Sinirler gerildi, kaygılar arttı. “Ne yapılacak şimdi?” diye soran ürkek bakışların asıl derdi can güvenliğini garanti altına almaktı. Her gün televizyonlarda boy gösteren siyasetçiler, uzmanlar kayboldu, bir tek Sağlık Bakanı hükümet adına atılacak adımları sıralamak, vakanın yayılımına dair “Doğru(!)” bilgi vermek için ekran karşısına geçiyordu. “Sesi titredi”, “Gözü kızardı” görüntülerinin arasında, her kriz anında emeğiyle geçinen milyonların üzerine basarak krizden çıkış hesapları yapan iktidar cephesine yönelik “Bizi kurtar” beklentisi oluştu. O da aldı önlemini…

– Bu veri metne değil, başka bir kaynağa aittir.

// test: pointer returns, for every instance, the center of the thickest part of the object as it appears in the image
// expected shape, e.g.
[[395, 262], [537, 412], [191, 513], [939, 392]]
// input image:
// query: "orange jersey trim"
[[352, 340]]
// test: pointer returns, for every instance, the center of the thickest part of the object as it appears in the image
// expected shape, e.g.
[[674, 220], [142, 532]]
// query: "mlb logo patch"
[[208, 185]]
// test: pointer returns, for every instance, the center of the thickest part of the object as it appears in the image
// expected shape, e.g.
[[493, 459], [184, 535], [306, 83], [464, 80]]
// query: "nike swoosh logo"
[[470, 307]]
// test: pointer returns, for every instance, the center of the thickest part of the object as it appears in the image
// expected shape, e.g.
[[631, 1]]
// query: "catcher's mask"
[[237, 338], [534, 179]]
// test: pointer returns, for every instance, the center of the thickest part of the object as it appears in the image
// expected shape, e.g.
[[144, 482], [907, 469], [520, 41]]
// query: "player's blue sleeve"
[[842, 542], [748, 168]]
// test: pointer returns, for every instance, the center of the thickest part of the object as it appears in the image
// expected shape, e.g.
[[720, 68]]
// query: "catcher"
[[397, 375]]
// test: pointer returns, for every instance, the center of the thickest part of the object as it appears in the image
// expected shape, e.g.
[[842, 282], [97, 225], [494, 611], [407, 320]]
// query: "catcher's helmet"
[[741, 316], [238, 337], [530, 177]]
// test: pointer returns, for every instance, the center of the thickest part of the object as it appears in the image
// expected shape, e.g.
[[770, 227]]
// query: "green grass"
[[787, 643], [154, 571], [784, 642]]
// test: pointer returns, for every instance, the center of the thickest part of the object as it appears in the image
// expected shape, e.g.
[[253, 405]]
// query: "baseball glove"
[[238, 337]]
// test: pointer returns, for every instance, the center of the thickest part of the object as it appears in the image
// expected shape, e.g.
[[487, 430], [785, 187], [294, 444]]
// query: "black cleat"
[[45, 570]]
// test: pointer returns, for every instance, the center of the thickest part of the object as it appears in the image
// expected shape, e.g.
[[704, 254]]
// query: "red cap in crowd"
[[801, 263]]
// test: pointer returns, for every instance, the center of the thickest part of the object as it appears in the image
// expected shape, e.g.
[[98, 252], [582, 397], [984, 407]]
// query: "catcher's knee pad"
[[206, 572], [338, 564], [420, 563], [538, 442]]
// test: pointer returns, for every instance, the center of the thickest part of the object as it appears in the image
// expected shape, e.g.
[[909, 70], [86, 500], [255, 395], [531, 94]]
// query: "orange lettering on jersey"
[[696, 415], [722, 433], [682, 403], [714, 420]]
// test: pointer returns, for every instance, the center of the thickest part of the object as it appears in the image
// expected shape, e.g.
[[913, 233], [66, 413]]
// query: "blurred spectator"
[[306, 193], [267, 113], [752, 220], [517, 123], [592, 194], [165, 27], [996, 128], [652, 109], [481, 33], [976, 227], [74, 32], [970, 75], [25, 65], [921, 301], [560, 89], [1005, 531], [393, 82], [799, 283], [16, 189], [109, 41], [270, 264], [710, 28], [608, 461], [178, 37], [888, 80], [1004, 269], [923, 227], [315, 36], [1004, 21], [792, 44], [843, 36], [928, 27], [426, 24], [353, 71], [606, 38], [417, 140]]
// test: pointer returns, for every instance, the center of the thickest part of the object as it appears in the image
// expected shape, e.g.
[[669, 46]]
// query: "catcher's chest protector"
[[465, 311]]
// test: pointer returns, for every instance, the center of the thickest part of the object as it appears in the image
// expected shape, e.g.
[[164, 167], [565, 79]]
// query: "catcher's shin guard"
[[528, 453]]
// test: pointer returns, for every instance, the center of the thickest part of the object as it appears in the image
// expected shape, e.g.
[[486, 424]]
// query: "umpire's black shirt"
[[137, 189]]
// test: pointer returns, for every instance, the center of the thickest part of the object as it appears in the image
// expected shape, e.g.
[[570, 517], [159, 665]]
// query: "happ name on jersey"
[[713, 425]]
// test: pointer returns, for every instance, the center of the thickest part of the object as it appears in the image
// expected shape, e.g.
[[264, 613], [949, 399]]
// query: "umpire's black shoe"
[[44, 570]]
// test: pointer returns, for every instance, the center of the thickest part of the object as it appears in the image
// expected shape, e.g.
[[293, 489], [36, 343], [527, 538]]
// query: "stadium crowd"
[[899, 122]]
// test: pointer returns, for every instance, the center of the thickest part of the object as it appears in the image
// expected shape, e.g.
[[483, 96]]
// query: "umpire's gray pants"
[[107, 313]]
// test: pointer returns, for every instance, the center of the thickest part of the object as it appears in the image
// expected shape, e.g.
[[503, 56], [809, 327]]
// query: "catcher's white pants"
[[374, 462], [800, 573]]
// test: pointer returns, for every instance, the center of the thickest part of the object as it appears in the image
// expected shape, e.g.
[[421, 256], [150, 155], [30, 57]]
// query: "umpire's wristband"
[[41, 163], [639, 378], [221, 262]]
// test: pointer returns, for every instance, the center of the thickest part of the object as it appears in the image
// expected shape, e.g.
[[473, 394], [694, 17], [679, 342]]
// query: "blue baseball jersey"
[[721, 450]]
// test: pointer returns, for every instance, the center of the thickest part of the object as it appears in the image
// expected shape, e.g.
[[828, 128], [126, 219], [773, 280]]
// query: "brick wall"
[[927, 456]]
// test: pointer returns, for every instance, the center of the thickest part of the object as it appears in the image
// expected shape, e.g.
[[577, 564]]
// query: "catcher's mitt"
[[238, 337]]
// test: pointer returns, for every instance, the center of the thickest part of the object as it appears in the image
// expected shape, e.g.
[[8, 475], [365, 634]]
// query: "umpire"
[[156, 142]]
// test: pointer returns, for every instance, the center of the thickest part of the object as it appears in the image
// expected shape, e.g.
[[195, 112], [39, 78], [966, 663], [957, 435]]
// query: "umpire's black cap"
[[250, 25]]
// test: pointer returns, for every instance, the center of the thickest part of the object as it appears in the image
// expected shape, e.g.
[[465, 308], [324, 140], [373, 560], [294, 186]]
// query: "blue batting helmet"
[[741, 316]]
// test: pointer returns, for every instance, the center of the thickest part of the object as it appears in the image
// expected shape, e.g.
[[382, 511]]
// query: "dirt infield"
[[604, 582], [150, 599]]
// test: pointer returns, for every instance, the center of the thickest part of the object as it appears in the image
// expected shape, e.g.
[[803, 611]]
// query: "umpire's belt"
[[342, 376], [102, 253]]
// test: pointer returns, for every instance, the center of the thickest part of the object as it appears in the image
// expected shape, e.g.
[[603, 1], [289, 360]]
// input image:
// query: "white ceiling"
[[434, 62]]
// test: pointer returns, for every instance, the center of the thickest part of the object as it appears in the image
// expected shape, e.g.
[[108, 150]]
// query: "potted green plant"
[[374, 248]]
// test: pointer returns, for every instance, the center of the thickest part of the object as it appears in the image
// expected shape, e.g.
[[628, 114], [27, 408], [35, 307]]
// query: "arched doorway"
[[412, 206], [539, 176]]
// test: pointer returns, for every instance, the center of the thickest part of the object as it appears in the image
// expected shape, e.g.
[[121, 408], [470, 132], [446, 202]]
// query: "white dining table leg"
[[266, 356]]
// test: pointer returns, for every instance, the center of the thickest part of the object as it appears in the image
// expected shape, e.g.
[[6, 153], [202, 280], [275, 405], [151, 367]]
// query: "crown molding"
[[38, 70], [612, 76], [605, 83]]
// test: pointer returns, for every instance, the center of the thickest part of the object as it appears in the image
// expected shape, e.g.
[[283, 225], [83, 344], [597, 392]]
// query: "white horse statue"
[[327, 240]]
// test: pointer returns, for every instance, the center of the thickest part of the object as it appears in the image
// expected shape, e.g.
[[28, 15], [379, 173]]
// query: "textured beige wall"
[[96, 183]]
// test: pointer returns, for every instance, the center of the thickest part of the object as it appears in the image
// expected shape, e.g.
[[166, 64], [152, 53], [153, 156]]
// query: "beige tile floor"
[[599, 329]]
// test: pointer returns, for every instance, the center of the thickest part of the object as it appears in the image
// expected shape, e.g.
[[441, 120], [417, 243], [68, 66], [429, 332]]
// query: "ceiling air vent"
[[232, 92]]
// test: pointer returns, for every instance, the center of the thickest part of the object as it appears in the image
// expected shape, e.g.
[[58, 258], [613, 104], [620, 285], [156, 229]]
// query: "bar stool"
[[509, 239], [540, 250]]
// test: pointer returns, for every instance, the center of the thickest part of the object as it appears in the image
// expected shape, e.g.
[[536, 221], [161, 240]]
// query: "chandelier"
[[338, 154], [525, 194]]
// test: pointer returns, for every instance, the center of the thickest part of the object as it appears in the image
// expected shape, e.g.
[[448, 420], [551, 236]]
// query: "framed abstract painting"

#EvdeKalTürkiye sloganı, patronları koruma programı vs. derken hayat ıssızlaştı, sokaklar tenhalaştı. Güvensizlik ve korku içinde sürecin geçmesi beklentisiyle esas olarak süregiden gündelik hayat akışı kırıldı. Bir tek evde kalamayanlar için hala sabah dolmuşa, otobüse ya da servise binip işyerine gidiş telaşı bitmedi. “Sık sık ellerinizi yıkayın” tavsiyesi sık sık yapılıyor ama evde kalamayan milyonlarca işçi iş yerlerinde bunu gerçekleştirebilecek koşullar yoksun çalışmaya devam etti. Kredi borçları, faturalar ertelendi denildi ama yine aynı evde kalamayanlar için geçerli değil bu. Dükkanında kiracı olanları koruyan borçlar hukuku, evinde kiracı olan emekçiyi korumaya yetmiyor.

Ücretsiz izne çıkarılmak, maaşın eksik yatması, işyerinde COVID-19’a karşı alınmayan hijyen önlemleri, artan ve belli ki daha da aratacak olan gıda fiyatları, evin faturaları, kirası… Belki sokaklarda insanların dolaşımı yavaşladı ama bu dertler mahallelerden işyerlerine her gün zihinlerde çözüm bekleyen sorular olarak dolaşıp duruyor.

***

İlk vakanın görüldüğü tarihten bugüne işçi sınıfının ve dolayısıyla halkın durumunu ifade eden birçok yazı çıktı, röportaj okundu. Ancak bu tabloyu bu durumu bir kez daha ifade etmek için çizmenin alemi yok. Bu süreçte siyaset yapmanın, hem de işçi sınıfının suretinde memleketi kurtaracak yolu gösteren bir siyaset yapmanın olanaklarına dair ipuçları yakalamak için bakmak lazım.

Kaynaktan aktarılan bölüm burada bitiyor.